Sülüklügöl için alışveriş yapmak üzere yoldaki bir bakkalda durduk. Meteoroloji biz İstanbuldan yola çıkmadan Salı günü için 8 saat sağnak yağış uyarısı yapıyorlardı. Onun için yanımıza 2 günlük yiyecek ve ekmek alacağız. Bakkalda beyaz peynir olmadığını öğrenince malzemeyi Taşkestiden almaya karar verdik.
Mudurnu yoluna çıkınca sola dönüp Akyazı istikametinde devam ettik. Yol iniş olmasına rağmen karşıdan esen rüzgar nedeni ile pedal çevirerek bile güçlükle ilerleyebiliyoruz. Rüzgara dönüştede aynı ilgiyi bekliyoruz diyorum.
Taşkesti girişinde Uğur benim fotoğrafımı çekip video kaydı yapmaya başladı.
Beden Uğurun fotoğrafını çektim.
Girişte Erdalı beklemek için durduk.
Erdalın gelmesi ile hep birlikte Taskestiye girdik.
Gideceğimiz yönde kara bulutlar var. Yağmur geliyor durmadan devam etmeyelim dedim. Gerekirse burada çadır kurarız.
Beyaz peynir, kaşar peyniri, zeytin ve ekmek aldığımız market sahibine Sülüklügöle gideceğimizi söylediğimizde çok dik bir rampası var bu bisikletlerle çıkmanız zor ayrıca orada şimdi sis vardır deyince karşımızdaki karaltının sis olduğunu anlayıp rahatladım.

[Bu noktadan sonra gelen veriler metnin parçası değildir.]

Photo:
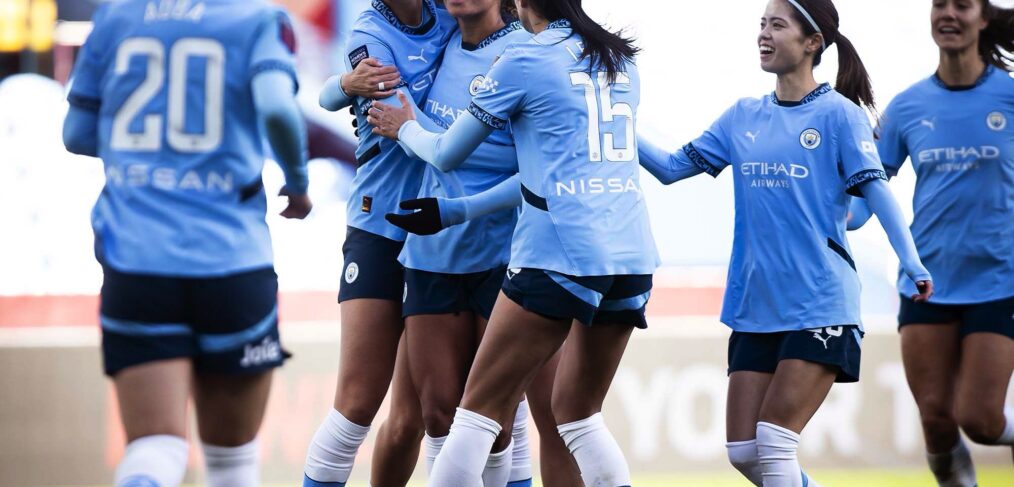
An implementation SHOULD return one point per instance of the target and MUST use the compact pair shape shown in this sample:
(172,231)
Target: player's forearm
(333,97)
(448,150)
(283,124)
(859,214)
(80,131)
(666,167)
(889,213)
(504,196)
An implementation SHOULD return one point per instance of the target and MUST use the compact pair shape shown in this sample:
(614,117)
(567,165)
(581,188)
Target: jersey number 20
(602,107)
(150,138)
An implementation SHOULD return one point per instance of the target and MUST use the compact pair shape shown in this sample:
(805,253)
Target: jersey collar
(387,13)
(979,82)
(816,93)
(504,30)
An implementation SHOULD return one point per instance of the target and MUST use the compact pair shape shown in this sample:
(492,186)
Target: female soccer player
(792,296)
(957,126)
(408,35)
(189,300)
(573,124)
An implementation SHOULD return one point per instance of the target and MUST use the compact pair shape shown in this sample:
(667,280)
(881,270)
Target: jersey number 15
(601,109)
(150,138)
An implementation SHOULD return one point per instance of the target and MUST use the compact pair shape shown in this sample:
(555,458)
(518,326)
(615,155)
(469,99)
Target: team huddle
(499,254)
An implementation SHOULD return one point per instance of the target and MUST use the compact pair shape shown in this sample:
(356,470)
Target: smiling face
(957,23)
(783,44)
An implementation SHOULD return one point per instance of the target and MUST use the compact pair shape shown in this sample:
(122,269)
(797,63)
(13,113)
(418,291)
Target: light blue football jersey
(484,242)
(961,145)
(794,168)
(574,131)
(178,132)
(386,176)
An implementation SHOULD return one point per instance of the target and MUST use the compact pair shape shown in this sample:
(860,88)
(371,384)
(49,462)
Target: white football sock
(232,466)
(432,446)
(465,450)
(498,468)
(596,451)
(1007,437)
(520,468)
(777,453)
(954,468)
(333,451)
(158,460)
(743,456)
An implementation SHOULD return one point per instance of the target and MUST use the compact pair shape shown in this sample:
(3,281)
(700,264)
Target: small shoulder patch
(357,55)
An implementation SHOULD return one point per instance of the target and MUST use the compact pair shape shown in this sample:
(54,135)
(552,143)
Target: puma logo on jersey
(421,57)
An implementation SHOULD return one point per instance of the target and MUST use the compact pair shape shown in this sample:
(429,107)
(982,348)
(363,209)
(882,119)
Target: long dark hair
(853,79)
(996,42)
(602,48)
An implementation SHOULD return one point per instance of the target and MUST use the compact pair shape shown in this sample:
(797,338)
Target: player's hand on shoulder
(299,205)
(371,79)
(424,218)
(387,120)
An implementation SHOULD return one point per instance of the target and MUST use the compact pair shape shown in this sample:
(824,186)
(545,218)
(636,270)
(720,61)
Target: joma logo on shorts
(267,351)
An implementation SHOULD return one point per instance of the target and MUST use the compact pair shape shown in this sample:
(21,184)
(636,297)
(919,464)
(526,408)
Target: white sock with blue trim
(232,466)
(333,451)
(157,460)
(596,451)
(465,450)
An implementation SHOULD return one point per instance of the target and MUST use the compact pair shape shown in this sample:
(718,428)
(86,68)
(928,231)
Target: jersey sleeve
(890,143)
(502,92)
(275,47)
(857,153)
(86,90)
(711,151)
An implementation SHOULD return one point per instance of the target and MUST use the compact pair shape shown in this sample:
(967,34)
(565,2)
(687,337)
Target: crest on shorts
(810,139)
(996,121)
(352,273)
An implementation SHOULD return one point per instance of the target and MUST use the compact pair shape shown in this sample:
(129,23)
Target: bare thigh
(586,369)
(153,398)
(932,379)
(742,407)
(796,392)
(371,330)
(230,408)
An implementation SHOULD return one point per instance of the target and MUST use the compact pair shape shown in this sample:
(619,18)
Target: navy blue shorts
(839,347)
(993,317)
(592,300)
(226,325)
(438,293)
(371,270)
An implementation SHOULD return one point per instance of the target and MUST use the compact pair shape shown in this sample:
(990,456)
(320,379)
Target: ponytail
(853,79)
(996,42)
(604,50)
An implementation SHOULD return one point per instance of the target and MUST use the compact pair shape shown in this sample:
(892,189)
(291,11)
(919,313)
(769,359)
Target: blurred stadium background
(58,417)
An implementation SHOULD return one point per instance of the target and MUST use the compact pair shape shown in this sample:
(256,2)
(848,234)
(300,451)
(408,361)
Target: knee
(982,425)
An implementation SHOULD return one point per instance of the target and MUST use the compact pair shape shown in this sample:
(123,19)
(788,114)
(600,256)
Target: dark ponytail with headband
(820,16)
(996,42)
(604,50)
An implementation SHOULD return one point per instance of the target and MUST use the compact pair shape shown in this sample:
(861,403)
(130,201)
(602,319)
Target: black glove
(424,221)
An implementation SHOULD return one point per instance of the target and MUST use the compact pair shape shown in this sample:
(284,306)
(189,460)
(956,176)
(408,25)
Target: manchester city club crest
(996,121)
(809,139)
(477,84)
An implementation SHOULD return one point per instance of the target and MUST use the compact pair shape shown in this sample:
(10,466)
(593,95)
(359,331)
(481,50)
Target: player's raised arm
(274,87)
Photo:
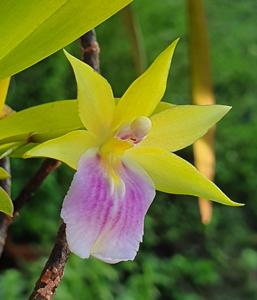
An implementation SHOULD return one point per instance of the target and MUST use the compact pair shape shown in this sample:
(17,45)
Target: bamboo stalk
(202,93)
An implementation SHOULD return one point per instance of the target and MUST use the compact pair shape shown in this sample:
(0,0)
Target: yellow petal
(143,95)
(4,174)
(163,106)
(172,174)
(67,148)
(6,204)
(180,126)
(96,101)
(4,84)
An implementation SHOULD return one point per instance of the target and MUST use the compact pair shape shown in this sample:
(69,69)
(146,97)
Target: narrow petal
(96,101)
(105,222)
(67,148)
(180,126)
(145,93)
(172,174)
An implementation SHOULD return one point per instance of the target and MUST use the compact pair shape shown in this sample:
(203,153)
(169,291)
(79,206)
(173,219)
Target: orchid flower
(123,155)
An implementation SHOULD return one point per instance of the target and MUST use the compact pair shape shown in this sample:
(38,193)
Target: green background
(180,258)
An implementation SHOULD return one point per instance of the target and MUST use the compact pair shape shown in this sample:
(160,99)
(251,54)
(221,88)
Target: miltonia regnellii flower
(123,155)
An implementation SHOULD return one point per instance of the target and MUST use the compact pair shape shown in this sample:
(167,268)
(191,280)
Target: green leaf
(4,84)
(41,122)
(31,30)
(4,174)
(6,205)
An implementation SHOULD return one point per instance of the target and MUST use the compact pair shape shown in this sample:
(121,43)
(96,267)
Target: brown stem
(4,219)
(48,166)
(53,271)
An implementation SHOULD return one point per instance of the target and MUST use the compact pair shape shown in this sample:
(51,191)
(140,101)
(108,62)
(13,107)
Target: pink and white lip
(100,220)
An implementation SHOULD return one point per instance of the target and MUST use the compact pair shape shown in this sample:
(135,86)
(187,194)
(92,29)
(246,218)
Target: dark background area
(180,258)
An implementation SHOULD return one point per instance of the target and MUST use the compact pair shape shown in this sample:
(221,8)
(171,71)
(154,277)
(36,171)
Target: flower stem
(53,271)
(47,167)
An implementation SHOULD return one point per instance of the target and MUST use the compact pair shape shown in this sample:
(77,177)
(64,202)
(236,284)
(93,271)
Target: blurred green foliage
(180,258)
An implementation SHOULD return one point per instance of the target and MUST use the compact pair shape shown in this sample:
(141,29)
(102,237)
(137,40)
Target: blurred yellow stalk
(134,32)
(202,93)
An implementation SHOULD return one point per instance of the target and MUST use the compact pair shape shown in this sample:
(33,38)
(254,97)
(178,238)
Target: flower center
(127,136)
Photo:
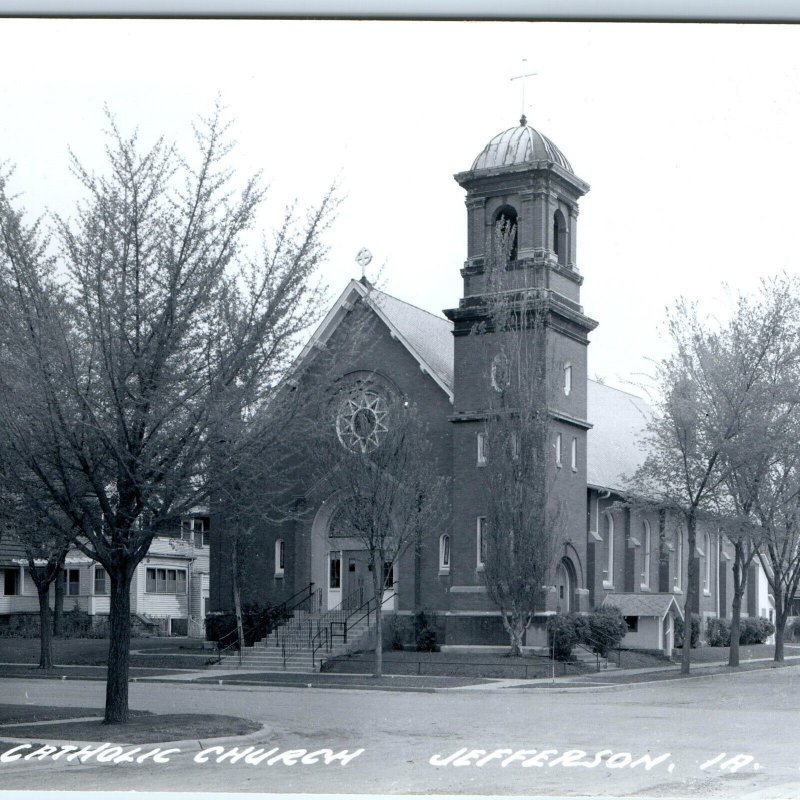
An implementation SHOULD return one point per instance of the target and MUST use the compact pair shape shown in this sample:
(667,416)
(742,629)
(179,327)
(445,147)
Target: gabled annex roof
(614,446)
(427,337)
(644,605)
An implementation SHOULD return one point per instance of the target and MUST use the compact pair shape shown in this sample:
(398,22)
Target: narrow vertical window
(444,553)
(481,449)
(608,524)
(646,543)
(280,555)
(481,543)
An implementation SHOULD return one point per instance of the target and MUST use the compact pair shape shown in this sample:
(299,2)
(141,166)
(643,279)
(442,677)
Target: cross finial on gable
(523,119)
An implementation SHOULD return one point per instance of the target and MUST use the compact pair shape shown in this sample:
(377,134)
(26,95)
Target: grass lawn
(454,664)
(175,653)
(141,729)
(13,714)
(746,652)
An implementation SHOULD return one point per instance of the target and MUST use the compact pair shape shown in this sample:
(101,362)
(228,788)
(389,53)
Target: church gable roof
(427,338)
(614,446)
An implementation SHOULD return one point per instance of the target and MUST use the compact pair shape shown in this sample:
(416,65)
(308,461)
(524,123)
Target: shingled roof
(643,604)
(614,446)
(618,418)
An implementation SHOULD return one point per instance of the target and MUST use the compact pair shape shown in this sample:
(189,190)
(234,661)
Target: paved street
(751,715)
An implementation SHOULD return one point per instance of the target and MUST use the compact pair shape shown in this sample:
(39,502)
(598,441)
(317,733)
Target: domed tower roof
(520,145)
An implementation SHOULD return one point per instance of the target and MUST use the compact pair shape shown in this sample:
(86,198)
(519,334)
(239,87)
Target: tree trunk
(516,632)
(377,586)
(780,626)
(58,606)
(45,629)
(237,594)
(692,593)
(119,645)
(736,615)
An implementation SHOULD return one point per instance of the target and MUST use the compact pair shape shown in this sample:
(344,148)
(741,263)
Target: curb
(185,745)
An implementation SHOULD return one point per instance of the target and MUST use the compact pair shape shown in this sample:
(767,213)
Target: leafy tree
(123,328)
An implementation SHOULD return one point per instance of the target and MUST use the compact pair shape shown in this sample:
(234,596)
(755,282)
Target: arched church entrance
(341,563)
(566,581)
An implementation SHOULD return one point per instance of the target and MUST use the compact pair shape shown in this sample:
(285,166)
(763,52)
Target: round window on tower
(361,417)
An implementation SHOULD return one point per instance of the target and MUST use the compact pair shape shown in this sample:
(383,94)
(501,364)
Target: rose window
(361,421)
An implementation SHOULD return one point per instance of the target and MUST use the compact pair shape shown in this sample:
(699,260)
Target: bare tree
(728,392)
(45,538)
(373,456)
(697,420)
(122,343)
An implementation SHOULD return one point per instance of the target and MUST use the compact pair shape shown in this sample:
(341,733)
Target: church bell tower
(522,211)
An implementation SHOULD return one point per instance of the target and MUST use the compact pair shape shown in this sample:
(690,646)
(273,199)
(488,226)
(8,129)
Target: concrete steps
(267,655)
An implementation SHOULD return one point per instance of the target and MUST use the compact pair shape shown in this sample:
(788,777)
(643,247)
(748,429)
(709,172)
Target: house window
(10,581)
(678,561)
(195,529)
(608,524)
(481,543)
(72,582)
(280,554)
(165,581)
(646,543)
(444,553)
(481,449)
(100,581)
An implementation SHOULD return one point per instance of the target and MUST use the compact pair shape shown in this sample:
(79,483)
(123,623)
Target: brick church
(637,562)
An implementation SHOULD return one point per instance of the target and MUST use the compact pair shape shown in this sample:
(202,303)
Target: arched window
(280,556)
(444,553)
(505,229)
(608,526)
(560,237)
(646,543)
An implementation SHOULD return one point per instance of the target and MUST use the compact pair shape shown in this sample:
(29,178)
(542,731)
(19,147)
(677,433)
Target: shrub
(561,636)
(755,630)
(425,633)
(606,629)
(695,635)
(718,632)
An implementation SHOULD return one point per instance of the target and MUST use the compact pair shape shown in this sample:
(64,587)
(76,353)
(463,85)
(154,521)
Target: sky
(687,134)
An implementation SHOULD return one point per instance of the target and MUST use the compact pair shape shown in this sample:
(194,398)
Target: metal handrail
(307,595)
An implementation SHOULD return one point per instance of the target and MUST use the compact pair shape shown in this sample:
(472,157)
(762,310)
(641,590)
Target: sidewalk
(424,683)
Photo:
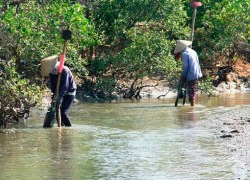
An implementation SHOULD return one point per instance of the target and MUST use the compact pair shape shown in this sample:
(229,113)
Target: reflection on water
(148,139)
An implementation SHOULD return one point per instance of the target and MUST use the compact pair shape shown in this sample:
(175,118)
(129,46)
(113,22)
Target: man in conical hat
(67,91)
(191,70)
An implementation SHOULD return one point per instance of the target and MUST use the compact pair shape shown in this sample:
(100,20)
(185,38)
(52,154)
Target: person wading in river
(191,70)
(67,91)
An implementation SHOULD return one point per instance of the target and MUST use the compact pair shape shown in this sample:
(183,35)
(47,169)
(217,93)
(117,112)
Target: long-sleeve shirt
(67,84)
(190,65)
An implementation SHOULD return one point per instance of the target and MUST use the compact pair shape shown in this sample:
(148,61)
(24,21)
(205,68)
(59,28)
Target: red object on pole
(195,4)
(61,63)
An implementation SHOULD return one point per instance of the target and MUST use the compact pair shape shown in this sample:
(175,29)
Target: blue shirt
(67,84)
(191,69)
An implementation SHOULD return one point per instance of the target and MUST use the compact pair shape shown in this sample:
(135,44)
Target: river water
(146,139)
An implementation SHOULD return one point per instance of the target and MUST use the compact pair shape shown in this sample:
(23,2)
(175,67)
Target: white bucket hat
(48,64)
(181,45)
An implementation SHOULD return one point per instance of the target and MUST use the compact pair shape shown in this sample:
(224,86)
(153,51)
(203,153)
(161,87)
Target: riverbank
(233,130)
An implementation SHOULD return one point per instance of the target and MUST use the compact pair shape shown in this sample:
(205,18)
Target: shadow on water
(147,139)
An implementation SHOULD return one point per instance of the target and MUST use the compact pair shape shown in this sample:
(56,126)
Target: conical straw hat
(47,65)
(181,45)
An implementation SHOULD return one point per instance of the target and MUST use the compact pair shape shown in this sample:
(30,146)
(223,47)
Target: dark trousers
(67,101)
(192,89)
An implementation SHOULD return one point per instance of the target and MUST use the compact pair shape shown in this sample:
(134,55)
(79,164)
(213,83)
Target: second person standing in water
(191,71)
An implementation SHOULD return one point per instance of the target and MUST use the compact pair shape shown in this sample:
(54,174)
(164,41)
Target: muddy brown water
(146,139)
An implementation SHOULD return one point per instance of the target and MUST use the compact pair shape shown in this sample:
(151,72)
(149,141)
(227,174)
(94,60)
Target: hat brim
(181,45)
(47,65)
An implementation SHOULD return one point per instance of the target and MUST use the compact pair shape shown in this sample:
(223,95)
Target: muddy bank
(232,128)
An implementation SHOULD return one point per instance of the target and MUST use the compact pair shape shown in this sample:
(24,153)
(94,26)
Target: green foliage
(35,30)
(222,25)
(17,96)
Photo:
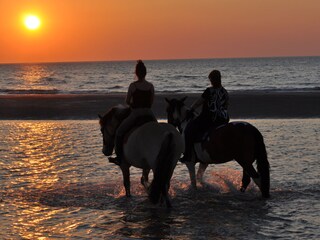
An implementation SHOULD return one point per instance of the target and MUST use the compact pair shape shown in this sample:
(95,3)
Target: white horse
(151,146)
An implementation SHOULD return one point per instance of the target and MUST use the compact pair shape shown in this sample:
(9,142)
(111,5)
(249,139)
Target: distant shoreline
(248,104)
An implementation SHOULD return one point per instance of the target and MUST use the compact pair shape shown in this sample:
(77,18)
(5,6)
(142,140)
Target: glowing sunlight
(32,22)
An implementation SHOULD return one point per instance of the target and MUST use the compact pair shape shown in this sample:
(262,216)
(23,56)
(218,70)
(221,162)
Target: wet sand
(250,104)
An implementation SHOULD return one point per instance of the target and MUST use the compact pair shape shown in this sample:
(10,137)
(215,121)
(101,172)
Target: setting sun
(32,22)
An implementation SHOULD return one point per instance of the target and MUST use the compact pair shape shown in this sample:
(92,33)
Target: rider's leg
(189,134)
(124,127)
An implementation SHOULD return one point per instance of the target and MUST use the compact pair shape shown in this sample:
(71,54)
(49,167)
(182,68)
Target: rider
(140,97)
(214,101)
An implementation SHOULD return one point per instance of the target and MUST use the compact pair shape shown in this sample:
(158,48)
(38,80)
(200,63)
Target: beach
(249,104)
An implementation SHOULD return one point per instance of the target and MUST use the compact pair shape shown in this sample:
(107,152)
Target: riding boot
(119,151)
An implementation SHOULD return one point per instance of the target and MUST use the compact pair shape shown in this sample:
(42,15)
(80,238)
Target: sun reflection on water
(37,144)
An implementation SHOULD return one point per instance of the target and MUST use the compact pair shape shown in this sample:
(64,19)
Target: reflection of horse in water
(152,145)
(238,141)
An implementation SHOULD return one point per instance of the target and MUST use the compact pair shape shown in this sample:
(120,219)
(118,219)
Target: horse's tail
(163,172)
(262,165)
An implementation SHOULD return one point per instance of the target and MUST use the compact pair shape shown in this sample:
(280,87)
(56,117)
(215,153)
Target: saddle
(204,136)
(138,123)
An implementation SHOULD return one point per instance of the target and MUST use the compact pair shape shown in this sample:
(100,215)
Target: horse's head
(109,124)
(176,111)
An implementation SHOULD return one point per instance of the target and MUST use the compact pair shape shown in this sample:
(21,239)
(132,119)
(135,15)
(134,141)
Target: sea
(55,183)
(173,76)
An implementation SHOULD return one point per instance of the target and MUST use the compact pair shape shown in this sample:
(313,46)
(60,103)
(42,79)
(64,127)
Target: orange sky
(96,30)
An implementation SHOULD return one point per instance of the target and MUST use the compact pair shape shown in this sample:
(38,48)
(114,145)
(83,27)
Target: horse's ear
(183,99)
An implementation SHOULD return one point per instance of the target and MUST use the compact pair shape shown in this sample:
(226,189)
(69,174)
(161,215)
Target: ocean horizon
(173,76)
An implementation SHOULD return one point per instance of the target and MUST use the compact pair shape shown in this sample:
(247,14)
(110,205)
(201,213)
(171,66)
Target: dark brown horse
(239,141)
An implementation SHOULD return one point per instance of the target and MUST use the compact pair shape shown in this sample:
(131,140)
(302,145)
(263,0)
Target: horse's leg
(126,178)
(202,168)
(145,178)
(245,181)
(192,173)
(249,169)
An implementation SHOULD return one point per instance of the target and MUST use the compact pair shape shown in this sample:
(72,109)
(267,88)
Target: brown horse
(239,141)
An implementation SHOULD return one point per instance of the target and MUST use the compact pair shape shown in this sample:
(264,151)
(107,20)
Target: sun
(32,22)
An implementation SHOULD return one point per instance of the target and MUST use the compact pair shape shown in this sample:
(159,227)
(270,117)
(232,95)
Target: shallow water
(56,183)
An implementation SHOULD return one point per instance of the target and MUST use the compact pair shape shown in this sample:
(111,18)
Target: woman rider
(214,101)
(140,97)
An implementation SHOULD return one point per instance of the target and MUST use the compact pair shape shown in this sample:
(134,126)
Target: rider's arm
(129,94)
(197,103)
(152,94)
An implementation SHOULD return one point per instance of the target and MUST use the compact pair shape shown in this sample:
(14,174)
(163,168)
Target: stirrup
(114,160)
(184,160)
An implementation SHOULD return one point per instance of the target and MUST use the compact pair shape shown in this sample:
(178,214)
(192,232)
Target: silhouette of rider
(140,97)
(214,101)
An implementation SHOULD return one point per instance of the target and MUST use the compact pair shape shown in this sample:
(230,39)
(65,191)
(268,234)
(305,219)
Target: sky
(107,30)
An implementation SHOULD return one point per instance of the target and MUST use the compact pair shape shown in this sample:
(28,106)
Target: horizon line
(160,59)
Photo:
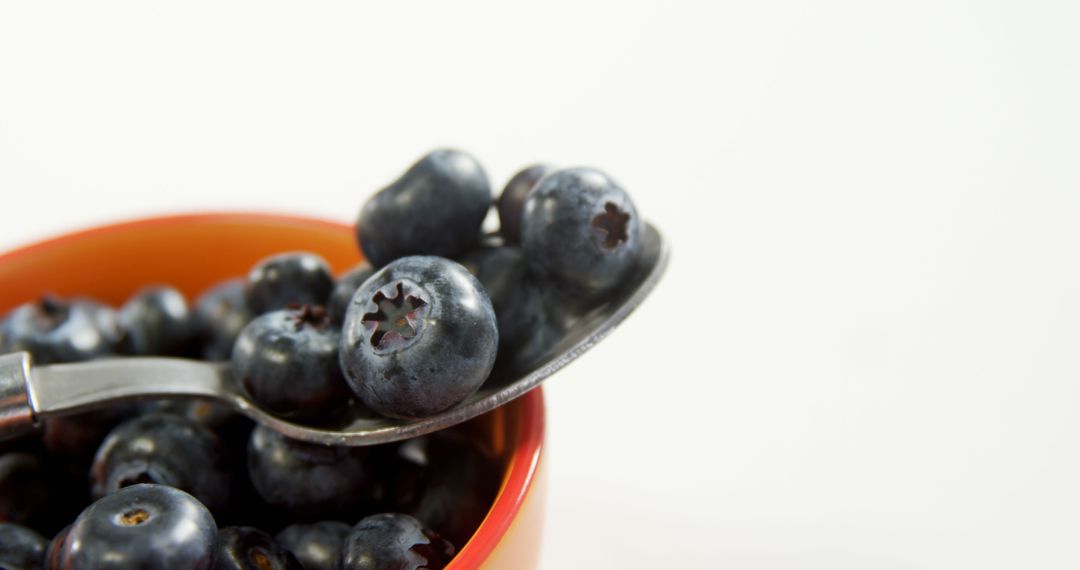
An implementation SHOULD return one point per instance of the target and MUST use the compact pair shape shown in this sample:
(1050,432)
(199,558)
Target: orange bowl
(193,252)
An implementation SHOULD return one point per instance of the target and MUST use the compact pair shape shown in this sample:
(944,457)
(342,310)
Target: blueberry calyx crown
(259,558)
(134,517)
(311,315)
(612,224)
(396,319)
(52,312)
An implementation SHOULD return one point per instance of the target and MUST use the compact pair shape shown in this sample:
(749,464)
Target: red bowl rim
(525,459)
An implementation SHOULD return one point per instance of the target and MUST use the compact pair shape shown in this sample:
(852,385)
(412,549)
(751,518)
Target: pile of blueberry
(409,333)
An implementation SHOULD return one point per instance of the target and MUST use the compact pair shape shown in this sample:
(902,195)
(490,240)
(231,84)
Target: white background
(864,354)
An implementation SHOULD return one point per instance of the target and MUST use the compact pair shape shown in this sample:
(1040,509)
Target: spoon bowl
(30,394)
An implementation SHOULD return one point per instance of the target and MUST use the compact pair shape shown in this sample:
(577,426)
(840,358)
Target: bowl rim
(524,462)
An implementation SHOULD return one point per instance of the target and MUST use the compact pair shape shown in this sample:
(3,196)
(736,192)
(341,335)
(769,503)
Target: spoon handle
(30,394)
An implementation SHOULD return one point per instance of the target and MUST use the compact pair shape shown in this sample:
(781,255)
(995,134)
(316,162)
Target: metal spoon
(31,394)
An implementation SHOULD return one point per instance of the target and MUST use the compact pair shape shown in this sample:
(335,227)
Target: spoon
(31,394)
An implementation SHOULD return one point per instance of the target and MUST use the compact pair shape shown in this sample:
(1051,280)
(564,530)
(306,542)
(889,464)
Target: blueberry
(436,207)
(219,315)
(420,337)
(512,201)
(165,449)
(460,480)
(55,550)
(55,330)
(308,478)
(580,231)
(337,306)
(394,541)
(521,307)
(318,545)
(143,526)
(156,321)
(250,548)
(21,548)
(287,361)
(285,280)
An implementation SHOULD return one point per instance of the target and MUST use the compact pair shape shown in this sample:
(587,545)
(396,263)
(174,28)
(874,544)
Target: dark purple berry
(308,478)
(143,526)
(337,306)
(393,541)
(419,338)
(250,548)
(164,449)
(21,548)
(288,280)
(156,321)
(316,545)
(219,315)
(436,207)
(512,201)
(56,330)
(459,483)
(287,361)
(580,231)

Bu günkü 3 göl olan Karamurat gölünü görüp son gölümüz olan Sülüklü gölde konaklamak için yola çıktık.
Herkes kendi temposunda sisin arasında Kara Murat a doğru tırmanmaya başladık.
Buranın insanlarıyla konuştuğumuzda ağız birliği etmişcesine çingen mahallesinden geçeceksiniz diye yolu tarif ediyorlardı. Sonunda bunun nedenini anladık. Burası Romen vatandaşların yaşadığı bir mahalleydi.
Evlerin çoğu terk edildiklerinden boştu. Yaşanılanlarsa çok bakımsızdılar.
Uğur yaşlı bir Romene yolu sordu. Doğru yoldaydık ama adam Sülüklügöle çok dik bir yokuşla çıkıldığını ve oraya bisiklet ile çıkamayacağımızı söyledi. Benim hazırladığım haritaya göre bu yokuştan sonra başka yokuş yoktu. Nereden çıkmıştı bu yokuş.
Uğur abi ne yapacağız çıkamazsınız diyor deyince boş ver sen onları, abartıyorlar çıkarız dedim. Sis etkisini daha da arttırdı.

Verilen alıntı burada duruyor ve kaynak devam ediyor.